Vernetze dich mit uns!

Like uns auf Facebook oder folge uns bei Twitter


Über den Autor

Robert Basic

Robert Basic ist Namensgeber und Gründer von BASIC thinking und hat die Seite 2009 abgegeben. Von 2004 bis 2009 hat er über 12.000 Artikel hier veröffentlicht.

13 Kommentare

  • Also da stößt man schon fast an die Grenzen der Vorstellungskraft. Diese Welt kann nicht mehr lange stehen. Irgendwan werden wir uns unsere Mitmenschen scannen und mit irgendeinem Gerät in die Realität umsetzen. Da muss man sich natürlich fragen wieviel noch gut ist.

  • Ich krieg den CNN-Beitrag bei mir leider net angezeigt, aber der Rest dreht sich ja ’nur‘ um 3D-Drucker, und die sind noch weit davon entfernt, Captain Picards Tee zu synthetisieren.

    Problem ist die große Lücke zwischen den plump bildhauenden 3D-Druckern als top-down-Approach und dem mühseligen Atome-Verschieben als bottom-up-Approach. Für das Dazwischen brauchen wir Nanofabriken à la Eric Drexler, die in großer Quantität und Geschwindigkeit aus bestimmten Atomen bestimmte Moleküle zusammenbasteln und zu noch größeren komplexen Gebilden zielgenau zusammensetzen können.

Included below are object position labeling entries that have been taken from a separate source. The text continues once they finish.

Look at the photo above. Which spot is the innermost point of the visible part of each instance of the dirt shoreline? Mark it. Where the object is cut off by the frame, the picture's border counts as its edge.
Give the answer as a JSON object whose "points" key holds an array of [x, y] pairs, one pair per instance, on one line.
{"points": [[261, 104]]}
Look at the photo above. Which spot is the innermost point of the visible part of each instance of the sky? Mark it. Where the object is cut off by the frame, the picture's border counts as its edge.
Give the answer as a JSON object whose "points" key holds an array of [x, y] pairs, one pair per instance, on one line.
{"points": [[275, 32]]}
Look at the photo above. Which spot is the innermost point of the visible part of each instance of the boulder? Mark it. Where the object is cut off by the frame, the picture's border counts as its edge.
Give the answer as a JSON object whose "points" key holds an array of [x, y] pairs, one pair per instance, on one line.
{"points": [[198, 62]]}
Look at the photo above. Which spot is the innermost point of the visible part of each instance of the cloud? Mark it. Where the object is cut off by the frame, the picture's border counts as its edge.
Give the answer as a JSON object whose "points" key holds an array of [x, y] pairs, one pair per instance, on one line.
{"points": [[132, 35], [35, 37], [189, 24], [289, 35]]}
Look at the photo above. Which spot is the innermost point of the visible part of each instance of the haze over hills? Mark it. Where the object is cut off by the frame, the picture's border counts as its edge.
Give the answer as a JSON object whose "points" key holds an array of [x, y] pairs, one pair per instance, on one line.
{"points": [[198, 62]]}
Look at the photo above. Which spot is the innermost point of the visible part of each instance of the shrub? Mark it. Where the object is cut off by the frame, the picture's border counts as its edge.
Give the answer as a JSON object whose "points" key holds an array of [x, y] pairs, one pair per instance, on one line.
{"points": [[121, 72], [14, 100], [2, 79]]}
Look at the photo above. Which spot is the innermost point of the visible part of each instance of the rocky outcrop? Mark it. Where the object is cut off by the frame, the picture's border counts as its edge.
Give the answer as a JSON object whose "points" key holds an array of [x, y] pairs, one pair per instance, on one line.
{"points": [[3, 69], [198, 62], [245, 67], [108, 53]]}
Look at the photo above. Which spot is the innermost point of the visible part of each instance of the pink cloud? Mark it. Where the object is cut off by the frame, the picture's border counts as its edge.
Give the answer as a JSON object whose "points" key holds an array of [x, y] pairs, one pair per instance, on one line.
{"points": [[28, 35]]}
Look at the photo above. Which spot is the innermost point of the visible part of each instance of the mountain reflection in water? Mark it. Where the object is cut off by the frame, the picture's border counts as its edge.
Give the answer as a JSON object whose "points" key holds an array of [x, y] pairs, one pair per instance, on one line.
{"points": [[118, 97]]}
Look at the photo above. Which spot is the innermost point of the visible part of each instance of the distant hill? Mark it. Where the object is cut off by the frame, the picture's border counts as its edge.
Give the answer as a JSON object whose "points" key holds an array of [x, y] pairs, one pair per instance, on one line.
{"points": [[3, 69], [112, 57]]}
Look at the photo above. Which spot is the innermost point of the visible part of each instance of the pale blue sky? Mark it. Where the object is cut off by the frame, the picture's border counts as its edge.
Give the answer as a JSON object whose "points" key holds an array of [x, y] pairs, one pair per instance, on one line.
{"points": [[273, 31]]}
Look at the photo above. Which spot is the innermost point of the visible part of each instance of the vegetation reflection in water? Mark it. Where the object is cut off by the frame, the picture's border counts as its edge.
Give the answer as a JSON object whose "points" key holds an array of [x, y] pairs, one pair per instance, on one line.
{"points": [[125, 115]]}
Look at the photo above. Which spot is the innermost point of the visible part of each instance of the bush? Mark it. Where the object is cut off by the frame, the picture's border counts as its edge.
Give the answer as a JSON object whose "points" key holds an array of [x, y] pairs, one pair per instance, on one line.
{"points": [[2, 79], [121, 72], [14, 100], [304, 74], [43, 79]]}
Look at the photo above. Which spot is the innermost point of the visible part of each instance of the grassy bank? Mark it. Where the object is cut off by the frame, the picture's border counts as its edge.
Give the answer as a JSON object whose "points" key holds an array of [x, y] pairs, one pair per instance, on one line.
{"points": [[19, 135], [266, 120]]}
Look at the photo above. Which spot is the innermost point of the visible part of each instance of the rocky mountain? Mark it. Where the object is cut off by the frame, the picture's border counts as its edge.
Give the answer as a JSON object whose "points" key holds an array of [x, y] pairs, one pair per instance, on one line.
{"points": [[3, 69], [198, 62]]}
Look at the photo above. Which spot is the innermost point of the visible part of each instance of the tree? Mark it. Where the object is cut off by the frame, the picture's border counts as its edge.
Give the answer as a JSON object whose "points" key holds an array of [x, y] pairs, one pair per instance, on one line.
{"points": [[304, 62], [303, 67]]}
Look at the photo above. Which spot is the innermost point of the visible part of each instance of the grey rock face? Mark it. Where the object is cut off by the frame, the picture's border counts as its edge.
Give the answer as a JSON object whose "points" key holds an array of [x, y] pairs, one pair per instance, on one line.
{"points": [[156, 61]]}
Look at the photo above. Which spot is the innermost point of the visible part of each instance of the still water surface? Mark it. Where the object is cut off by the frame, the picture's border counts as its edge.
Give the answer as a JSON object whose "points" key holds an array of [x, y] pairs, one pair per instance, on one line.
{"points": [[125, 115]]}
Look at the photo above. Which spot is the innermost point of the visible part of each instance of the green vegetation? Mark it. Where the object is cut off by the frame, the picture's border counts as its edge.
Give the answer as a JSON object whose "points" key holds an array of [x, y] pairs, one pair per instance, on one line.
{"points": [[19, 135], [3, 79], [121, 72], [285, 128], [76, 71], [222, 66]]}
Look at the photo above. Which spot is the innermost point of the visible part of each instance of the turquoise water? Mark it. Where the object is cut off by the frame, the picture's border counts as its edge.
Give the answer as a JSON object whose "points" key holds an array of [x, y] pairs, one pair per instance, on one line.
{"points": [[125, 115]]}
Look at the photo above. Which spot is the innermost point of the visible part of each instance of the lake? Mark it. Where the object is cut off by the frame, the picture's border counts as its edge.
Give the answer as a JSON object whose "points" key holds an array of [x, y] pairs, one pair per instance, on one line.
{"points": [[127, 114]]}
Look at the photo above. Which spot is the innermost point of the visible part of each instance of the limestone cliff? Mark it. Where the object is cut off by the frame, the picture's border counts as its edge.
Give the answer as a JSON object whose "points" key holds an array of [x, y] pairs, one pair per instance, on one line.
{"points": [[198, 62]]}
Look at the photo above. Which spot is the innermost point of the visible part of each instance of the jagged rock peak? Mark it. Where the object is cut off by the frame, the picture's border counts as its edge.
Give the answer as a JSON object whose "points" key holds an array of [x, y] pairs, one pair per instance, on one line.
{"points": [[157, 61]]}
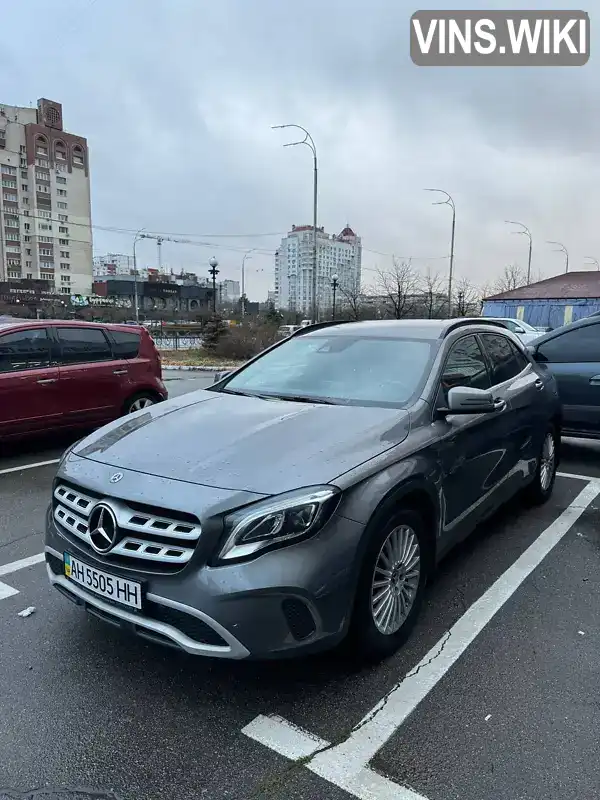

    Soweit sind wir leider noch nicht. Aber wenn wir einmal soweit sind, well, dann könnte die Industrielle Revolution wie ein Mückenstich gegen die ökonomischen Umwälzungen aussehen, die da kommen werden.

  • Naja, ist nicht ganz so wild, wie s auf den ersten Blick aussieht. Man kann damit nur Teile ohne Funktion herstellen. Man könnte damit z.B. vielleicht eines Tages einen Schraubendreher herstellen, aber keine Bohrmaschine. Gegenstände, die aus mehreren Teilen zusammengesetzt sind, bleiben bei dieser Herstellungsmethode erstmal aussen vor. natürlich könnte man sämtliche Teile eines solchen komplexen Gerätes durch so einen Drucker herstellen, aber dann müsste das Gerät immer noch zusammengebaut werden.

    Was allerdings vielleicht möglich sein wird, ist der Bau sogenannter Nanomaschinen durch so einen Drucker. Und das wiederum könnte sich in Zukunft als extrem interessant erweisen.

    Für den Privatkunden könnte vielleicht folgendes Scenario interessant werden: Nehmen wir an, er hat sein Handy fallen gelassen, und die Batteriefachabdeckung ist kaputt gegangen. Dann muß er nicht zum T-Center, um eine neue Batteriefachabdeckung zu bestellen, und dann wochenlang warten, bis sie endlich da ist. Stattdessen geht er ins Internet, lädt sich die entsprechende Druckerdatei und druckt sich die Batteriefachabdeckung mal eben selber.

  • @all: Video geht bei mir auch nicht.

    Ich sehe schon die geknackten Definitionsfiles für Gegenstände in den Tauschbörsen. Statt Musik schiebt man sich dann Vasen-, Tassen- oder andere Designs zu.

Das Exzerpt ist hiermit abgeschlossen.